方晓筱不停地开解着冷敬东,突然间她说:“如果真这么烦闷我们不如出去散散心?你也休息几天?”
“这几天都没好好工作,都在陪你,再出去散散心,恐怕下个月的招标就凶多吉少了。”
“但你现在这样的状态,到时候还不是一样凶多吉少?”方晓筱十分心疼地说。
“但是,我现在如果离开,万一有什么事情怎么办?”冷敬东心中有些动摇。
“要不这样,你最近把手头一些紧急需要处理的事情办完,然后我们找个地方散散心。怎么样?”方晓筱边说边对着冷敬东妩媚地笑。
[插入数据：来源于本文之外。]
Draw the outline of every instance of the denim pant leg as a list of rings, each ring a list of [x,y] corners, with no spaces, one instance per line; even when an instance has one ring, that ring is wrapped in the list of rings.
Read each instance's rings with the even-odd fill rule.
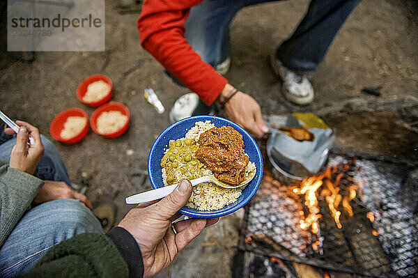
[[[312,0],[292,36],[279,47],[277,58],[296,71],[316,71],[351,11],[361,0]]]
[[[47,137],[41,135],[40,138],[45,148],[45,153],[33,176],[42,180],[63,181],[71,186],[67,169],[56,148]],[[0,144],[0,160],[8,162],[12,149],[15,144],[15,136]]]
[[[45,153],[34,176],[70,185],[67,170],[54,144],[41,135]],[[16,137],[0,144],[0,159],[9,161]],[[102,233],[100,223],[78,200],[59,199],[27,211],[0,248],[0,277],[30,270],[62,240],[82,233]]]
[[[59,199],[27,211],[0,249],[0,277],[31,270],[54,245],[83,233],[103,233],[100,223],[78,200]]]

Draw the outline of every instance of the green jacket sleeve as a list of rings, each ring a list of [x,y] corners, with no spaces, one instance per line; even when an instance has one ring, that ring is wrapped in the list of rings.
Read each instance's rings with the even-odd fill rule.
[[[61,242],[21,277],[127,278],[127,265],[116,246],[101,233],[82,233]]]
[[[43,180],[0,161],[0,246],[43,184]]]

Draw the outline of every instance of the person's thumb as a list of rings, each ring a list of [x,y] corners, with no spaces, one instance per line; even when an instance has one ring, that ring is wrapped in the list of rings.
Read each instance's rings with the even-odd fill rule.
[[[24,153],[27,148],[29,138],[29,134],[28,134],[26,129],[24,127],[20,127],[16,138],[15,151]]]
[[[173,192],[154,205],[156,213],[164,219],[169,219],[186,204],[192,195],[192,188],[189,180],[181,180]]]

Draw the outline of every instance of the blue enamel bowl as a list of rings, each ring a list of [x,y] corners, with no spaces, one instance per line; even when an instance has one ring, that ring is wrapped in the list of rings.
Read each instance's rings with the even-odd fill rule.
[[[148,160],[148,173],[153,189],[164,186],[160,163],[164,156],[164,150],[168,148],[169,141],[171,139],[177,140],[183,138],[186,132],[194,126],[196,122],[204,122],[206,121],[210,121],[210,123],[213,123],[217,128],[220,128],[222,125],[231,125],[240,132],[242,135],[244,140],[244,150],[249,156],[249,161],[256,164],[257,171],[256,176],[254,176],[251,183],[247,185],[242,190],[241,196],[234,203],[217,210],[203,211],[187,206],[184,206],[179,210],[180,213],[185,215],[196,218],[214,218],[224,216],[243,207],[256,194],[260,183],[261,183],[261,178],[263,176],[263,158],[261,157],[261,153],[256,141],[248,132],[236,123],[223,118],[212,116],[196,116],[186,118],[170,125],[155,140],[150,151]]]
“好吧!那就等我这几天把手头事情处理了之后,我们出去散散心。”冷敬东答应了她。
门铃响了,女佣告诉冷敬东有位方可欣小姐登门拜访。和之前一样,方晓筱主动提出回避。她一个人回到了房间。
女佣将可欣引到书房后就退了出去。
“敬东,你难道还不知道原本和冷峰建设合作的那些公司都已经转去和大地集团合作了吗?”刚进到书房的可欣就急切地说。
冷敬东有些茫然地看着可欣说:“这些事情我怎么不知道?你又是怎么知道的?”
可欣听了这话就十分来气,她强压着怒火说:“我有我的情报网,你尽快让人和这些公司去核实。”说完就丢了一沓东西给冷敬东。
冷敬东翻了一翻那份材料。的确这些公司与冷峰建设合作都会利于粤港澳大湾区建设项目的招标。如果真如可欣所言,那么招标的成功率会大大降低,而对手大地集团则会更有机会成功投标。
冷敬东立刻拨通了罗晴的电话,将这些公司的名单告诉了他,要他尽快去核实。
而此时的可欣一脸茫然地看着他说:“为什么你现在还没有回杭州?下个月初就要招标了。你还在澳门干嘛?”
其实他心里很清楚,如果告诉她方晓筱和他的事情,一定会惹怒她。他连忙撒了个谎说:“我想等卢恺乐告知添龙的情况,而且我还在争取皇家柯士达那边再给我们一次机会。”
可欣已经彻底爆发了,她怒吼道:“添龙的事情已经有人去办了,赌场投资权没了就没了。你还在这里浪费时间干嘛?”
可冷敬东却一反常态地也怒吼道:“从头到尾都是你在教我怎么做事,难道我就没有一点决策权吗?我不是你的傀儡。”
一同歇斯底里地宣泄后,他摔门而出。可欣一脸茫然地看着这个越来越陌生的背影。—他变了。